Many of the graves are likely linked to another feature of the country’s decade-long drug war: the 30,000 people officially reported as disappeared in the country since 2006. (Other analyses suggest the number is much higher.)
“Disappearances have occurred throughout Mexico, however, many of the cases and the mass graves that have been found are concentrated in states that have had a high presence of organised criminal activity as well as operations by federal security forces,” Maureen Meyer, senior associate for Mexico at the Washington Office on Latin America, told Business Insider.
“The northern states of Coahuila, Tamaulipas and Chihuahua have had high numbers of disappearances and several mass graves have been discovered in Coahuila and Tamaulipas, as well as the southern states of Guerrero, Michoacan and Veracruz.”
In Morelos, south of Mexico City, more than 50 bodies were found in a hidden pit last summer, dumped there by Mexican morgue officials in what appears to have been act of incompetence but underscored for many the government’s complicity in cartel activities.
Suspicions of such complicity have been heightened by the government’s seeming inability or unwillingness to mount investigations into mass graves and clandestine burial sites.
A September report from news site Animal Politico found that, over the previous four years, federal police had uncovered only six hidden graves in Veracruz, which has the second-highest number of disappeared people in Mexico, behind Tamaulipas.
Between April and August 2016, however, citizen groups found 90 of them.
One of those citizen groups, Colectivo El Solecito, or Little Sun Collective — formed by mothers of disappeared people — led the effort to unearth the 250 skulls found in Colinas de Sante Fe.
“As the Veracruz case illustrates, it has been the families’ victims, not the Mexican government, that has taken the lead on searching for the disappeared and identifying possible gravesites,” Meyer told Business Insider. “In too many cases throughout Mexico families of the disappeared have encountered negligence, indifference, and inaction by the Mexican government.”
The Mexican government has registered just 13 federal convictions for enforced disappearance. In 22 of the 27 Mexican states with the crime of enforced disappearance, there only been 95 investigations, four indictments, and no convictions.
One of the most prominent cases of forced disappearance was the kidnapping and suspected killing of 43 student-teachers in Guerrero in September 2014.

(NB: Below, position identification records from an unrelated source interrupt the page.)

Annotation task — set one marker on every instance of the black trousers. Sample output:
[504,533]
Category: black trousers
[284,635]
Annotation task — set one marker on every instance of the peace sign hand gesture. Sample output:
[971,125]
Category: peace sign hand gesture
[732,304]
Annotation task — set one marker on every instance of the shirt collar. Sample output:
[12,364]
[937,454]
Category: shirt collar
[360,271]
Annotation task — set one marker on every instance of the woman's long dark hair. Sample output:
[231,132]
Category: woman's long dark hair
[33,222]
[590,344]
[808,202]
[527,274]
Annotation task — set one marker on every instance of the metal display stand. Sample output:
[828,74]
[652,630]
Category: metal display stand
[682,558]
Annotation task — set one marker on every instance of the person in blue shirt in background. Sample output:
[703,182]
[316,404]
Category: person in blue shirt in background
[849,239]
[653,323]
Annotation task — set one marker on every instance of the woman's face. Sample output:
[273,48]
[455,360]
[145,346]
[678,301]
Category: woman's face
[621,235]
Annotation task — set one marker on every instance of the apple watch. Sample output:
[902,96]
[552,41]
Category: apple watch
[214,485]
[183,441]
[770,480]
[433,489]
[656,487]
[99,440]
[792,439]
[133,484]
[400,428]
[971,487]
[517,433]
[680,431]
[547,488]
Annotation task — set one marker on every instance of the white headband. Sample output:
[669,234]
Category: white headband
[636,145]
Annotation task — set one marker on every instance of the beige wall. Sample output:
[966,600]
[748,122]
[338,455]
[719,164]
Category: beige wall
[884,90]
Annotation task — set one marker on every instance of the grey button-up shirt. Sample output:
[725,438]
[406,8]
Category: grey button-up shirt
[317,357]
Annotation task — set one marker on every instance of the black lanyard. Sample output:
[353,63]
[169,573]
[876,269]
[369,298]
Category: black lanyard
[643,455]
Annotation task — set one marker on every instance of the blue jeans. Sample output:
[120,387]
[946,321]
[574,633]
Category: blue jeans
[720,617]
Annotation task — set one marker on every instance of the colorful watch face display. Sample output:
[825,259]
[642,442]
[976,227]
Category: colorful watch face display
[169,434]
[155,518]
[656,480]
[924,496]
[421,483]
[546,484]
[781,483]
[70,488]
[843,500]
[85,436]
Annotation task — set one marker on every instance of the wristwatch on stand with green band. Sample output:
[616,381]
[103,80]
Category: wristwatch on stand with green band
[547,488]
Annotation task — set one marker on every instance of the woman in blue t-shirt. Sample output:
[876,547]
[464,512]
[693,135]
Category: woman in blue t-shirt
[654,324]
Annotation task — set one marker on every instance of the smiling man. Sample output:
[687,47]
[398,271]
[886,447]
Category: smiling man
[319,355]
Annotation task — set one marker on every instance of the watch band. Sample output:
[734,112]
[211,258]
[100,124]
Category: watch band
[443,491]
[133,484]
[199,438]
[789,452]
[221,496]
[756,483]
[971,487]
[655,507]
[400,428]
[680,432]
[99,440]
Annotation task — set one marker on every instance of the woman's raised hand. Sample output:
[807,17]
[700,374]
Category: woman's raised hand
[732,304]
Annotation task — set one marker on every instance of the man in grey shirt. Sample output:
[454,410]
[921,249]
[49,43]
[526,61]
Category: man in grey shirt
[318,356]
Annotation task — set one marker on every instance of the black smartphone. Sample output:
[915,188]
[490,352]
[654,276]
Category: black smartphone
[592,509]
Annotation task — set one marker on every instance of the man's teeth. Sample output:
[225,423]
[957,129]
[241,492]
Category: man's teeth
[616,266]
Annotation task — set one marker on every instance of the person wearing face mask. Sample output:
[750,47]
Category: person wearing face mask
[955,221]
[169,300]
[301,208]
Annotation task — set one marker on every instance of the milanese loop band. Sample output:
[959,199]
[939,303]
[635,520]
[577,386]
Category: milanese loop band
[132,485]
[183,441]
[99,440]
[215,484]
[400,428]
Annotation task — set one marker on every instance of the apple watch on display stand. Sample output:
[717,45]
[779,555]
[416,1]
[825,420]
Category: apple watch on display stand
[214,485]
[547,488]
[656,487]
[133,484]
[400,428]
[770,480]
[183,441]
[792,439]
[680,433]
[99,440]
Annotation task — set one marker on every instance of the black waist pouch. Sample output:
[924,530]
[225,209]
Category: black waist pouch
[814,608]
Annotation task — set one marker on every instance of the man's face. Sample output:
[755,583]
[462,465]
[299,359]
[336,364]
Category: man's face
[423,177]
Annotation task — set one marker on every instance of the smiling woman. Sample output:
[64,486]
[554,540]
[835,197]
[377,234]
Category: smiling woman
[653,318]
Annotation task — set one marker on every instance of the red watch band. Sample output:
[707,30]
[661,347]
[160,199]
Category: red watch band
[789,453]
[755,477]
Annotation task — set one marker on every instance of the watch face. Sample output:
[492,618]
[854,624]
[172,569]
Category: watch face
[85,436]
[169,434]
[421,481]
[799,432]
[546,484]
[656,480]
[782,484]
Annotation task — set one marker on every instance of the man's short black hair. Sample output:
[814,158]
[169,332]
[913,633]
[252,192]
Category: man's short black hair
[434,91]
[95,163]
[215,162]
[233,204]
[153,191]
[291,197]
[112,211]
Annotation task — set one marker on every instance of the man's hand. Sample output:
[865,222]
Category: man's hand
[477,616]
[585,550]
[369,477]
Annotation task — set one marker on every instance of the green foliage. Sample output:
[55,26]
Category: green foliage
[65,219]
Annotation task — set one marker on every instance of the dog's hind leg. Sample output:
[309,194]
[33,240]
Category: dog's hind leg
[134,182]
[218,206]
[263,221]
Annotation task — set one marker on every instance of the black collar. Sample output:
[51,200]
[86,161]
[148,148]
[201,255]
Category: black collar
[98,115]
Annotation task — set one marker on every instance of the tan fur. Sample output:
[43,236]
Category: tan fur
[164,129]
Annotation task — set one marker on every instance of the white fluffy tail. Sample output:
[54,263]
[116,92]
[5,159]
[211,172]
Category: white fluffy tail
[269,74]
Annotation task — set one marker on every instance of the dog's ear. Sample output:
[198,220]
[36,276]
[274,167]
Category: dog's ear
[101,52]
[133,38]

Local police, military stationed in the area, and the state’s then governor have been accused of complicity in the crime, and the government’s “historical truth” that the students’ bodies were incinerated at a nearby garbage dump have been disputed by scientific analysis.
Not long after the student-teachers’ disappearance, Meyer noted, more than 100 mass graves with at least 136 human remains were discovered in the surrounding area.
“The very fact that Mexico has over 30,000 registered cases of disappeared persons in the past decade, and thousands more which are never denounced by families out of fear, points to a clear failure of Mexican authorities to tackle this issue and work not only to located disappeared persons (either living or deceased) but also prosecute those responsible,” Meyer told Business Insider.